# Cyclops Mountain GTP



## Retic (Sep 13, 2012)

Here is one of my trio of Cyclops Mountain Jayapura GTPs. These are a particularly beautiful locale and have a vivid blue vertebral stripe and ae also known for becoming totally blue.


----------



## RSPcrazy (Sep 13, 2012)

There's no photo?

- - - Updated - - -

Very pretty, I like that a lot.

Why is it called a Cyclops though?
I was expecting some sort of deformity lol.


----------



## caliherp (Sep 13, 2012)

RSPcrazy said:


> There's no photo?
> 
> - - - Updated - - -
> 
> ...


Cyclops is a local. Not a deformity lol.
Boa stunning chondro. Can we get some pictures of the other two?


----------



## Retic (Sep 13, 2012)

LOL, yes Cyclops Mountain is the locality. 
I will try and get some shots of the others later.

- - - Updated - - -

Here is one of the other 2 but unfortunately I took the photo with my Tablet and it doesnt show the intensity of the yellow.




caliherp said:


> Cyclops is a local. Not a deformity lol.
> Boa stunning chondro. Can we get some pictures of the other two?



- - - Updated - - -

Heres one of the others.


----------



## Jason (Sep 13, 2012)

Very nice. How can you be sure it's in fact from that local?


----------



## Ozzie Python (Sep 13, 2012)

nice ash. i can now understand why you packed up and moved


----------



## Stuart (Sep 13, 2012)

Those are gorgeous mate, congrats!


----------



## Retic (Sep 13, 2012)

The parents of the animals were collected from Cyclops Mountain indirectly by the breeder I got these from. There is no doubt about the origin. 



Jason said:


> Very nice. How can you be sure it's in fact from that local?



- - - Updated - - -

Yes it was hard leaving friends and family but the positives far outweigh the negatives 



Ozzie Python said:


> nice ash. i can now understand why you packed up and moved


----------



## Jason (Sep 13, 2012)

To be honest I only just realized you moved over seas.
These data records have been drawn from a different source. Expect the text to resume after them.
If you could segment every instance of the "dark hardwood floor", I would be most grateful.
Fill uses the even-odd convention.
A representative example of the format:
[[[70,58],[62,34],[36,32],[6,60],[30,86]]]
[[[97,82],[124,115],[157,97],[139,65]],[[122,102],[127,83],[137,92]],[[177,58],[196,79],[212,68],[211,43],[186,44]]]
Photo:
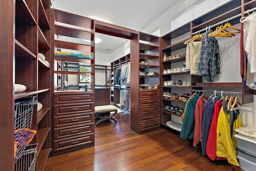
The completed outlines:
[[[211,161],[190,140],[164,128],[138,135],[130,114],[95,128],[95,146],[49,157],[45,171],[242,171],[224,162]]]

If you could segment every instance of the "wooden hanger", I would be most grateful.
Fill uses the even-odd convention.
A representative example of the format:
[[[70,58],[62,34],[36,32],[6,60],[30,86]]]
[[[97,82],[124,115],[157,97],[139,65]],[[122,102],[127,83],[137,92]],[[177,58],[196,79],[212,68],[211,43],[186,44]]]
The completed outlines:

I thought you were still in Australia hence my curiosity.


----------



## Retic (Sep 13, 2012)

Ah right, it is kind of strange when someome in Australia sticks a definite locale tag to a Green 



Jason said:


> To be honest I only just realized you moved over seas. I thought you were still in Australia hence my curiosity.


----------



## caliherp (Sep 14, 2012)

Boa how long ago did you move from Australia? It looks like your going nuts over exotics. I bet you wallet hates you.how old is that neo?


----------